В работах художников проскальзывают пессимистические ноты, гротеск. В приемах высвобождается экспрессия; она обостряет психологизм образных решений таких произведений, как “Чайханщик” (1928) Усто Мумина, “Кузнец” и синий “Пейзаж Ташкента” (оба – 1928) Курзина, предрешает драматургическое развитие в массовых сценах сельских картин “Выход на работу” Волкова. Графический диффузионизм композиций “Куриные базары” и “Рынок в городе” Курзина соседствует с обобщенной пластикой экспрессивной ярости “Электрический стул”, “Казнь”, “Сакко и Ванцетти” (1928). Взгляд Курзина достигает особого сарказма в классификациях человеческого общества, простираясь до событий мирового охвата: “Лицо капитала”, “Мещане”, “Воры, пожирающие общественные продукты” (1931 – 1933). На подступах – “Колониальный пейзаж” В. Марковой.
Даже в последующих решениях, близких лозунговости, броскости агитационного плаката, “Мастера” берут исключительностью живописных концепций.
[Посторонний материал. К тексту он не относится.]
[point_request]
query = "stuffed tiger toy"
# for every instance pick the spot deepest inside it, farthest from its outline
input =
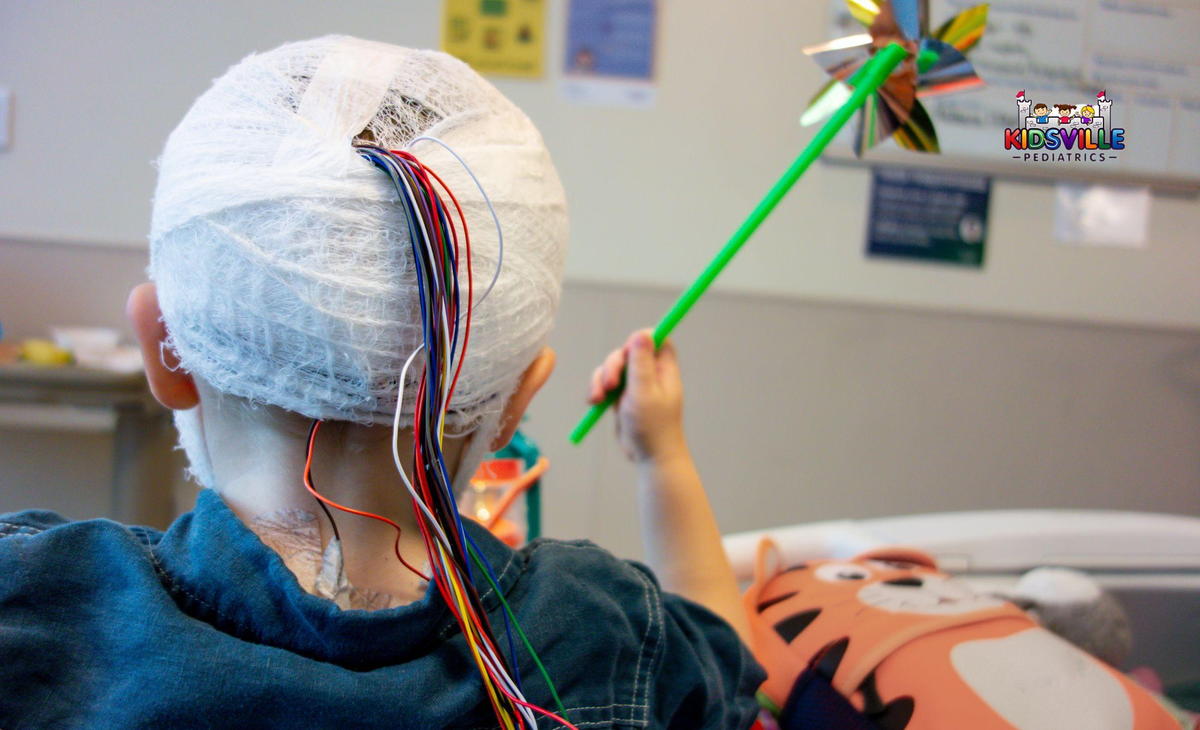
(913, 648)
Волков усиливает задачу, сформированную его петербургским учителем М. Д. Бернштейном: усвоить не “проекцию” на модель, а реальный пластический массив в любом положении и ситуации. В полотнах Волкова цветовое решение порой ассоциируется со звуком карная, выдохом гигантского раструба гулкой меди. На выставках 1930-х гг. художники говорили (имея в виду плотность и звонкость колорита, отсутствие рыхлости), что если в картину Волкова упасть головой, то можно ее разбить. Усто Мумин обсуждает вопрос отъезда в Ленинград, ему предстоит длительная командировка (1929 – 1931) с неясной перспективой возврата или, напротив, оседания на новом месте. Он возвратится, прислав весточку Гуляеву: “Питер вполне оправдал мои надежды. Здесь можно и учиться, и работать. Но сердце-то мое – на Востоке”. Настроение перелома охватывает 2-3 года до следующего периода оптимистического вливания, пограничного со временем распада группы. Но она не потеряла своего значения, не ослабело впечатление неукротимого мобильностью силы явления. Дерзновенное мастерство пластического эксперимента сближается с реформаторским европейским искусством, как например, необычный сплав авангардных течений, живописный вещизм русской вывески, многоречивый Восток в достижениях Курзина. Образные открытия “Мастеров Нового Востока” не смешиваются, – хорошо различимы профессиональный уровень и навыки каждого, объединенного деятельной силой.
Распад объединения, как и его возникновение, закономерен, хотя вернее говорить не о распаде, а о размагничивании внешнего кольца: слишком мощный букет творческих индивидуальностей показал сбор. Необходимость непосредственного соединения исчерпана, но художники не изменяют своей активной позиции, ведь она и была мотивом их сближения. Они – те же, лишь почерк времени властно набрасывает свои штрихи на резкие повороты в жизненных ситуациях, освещенных продвижением исторического времени, которое не смогло разрушить образ действия и глубины сосредоточенного чувства “Мастеров Нового Востока”.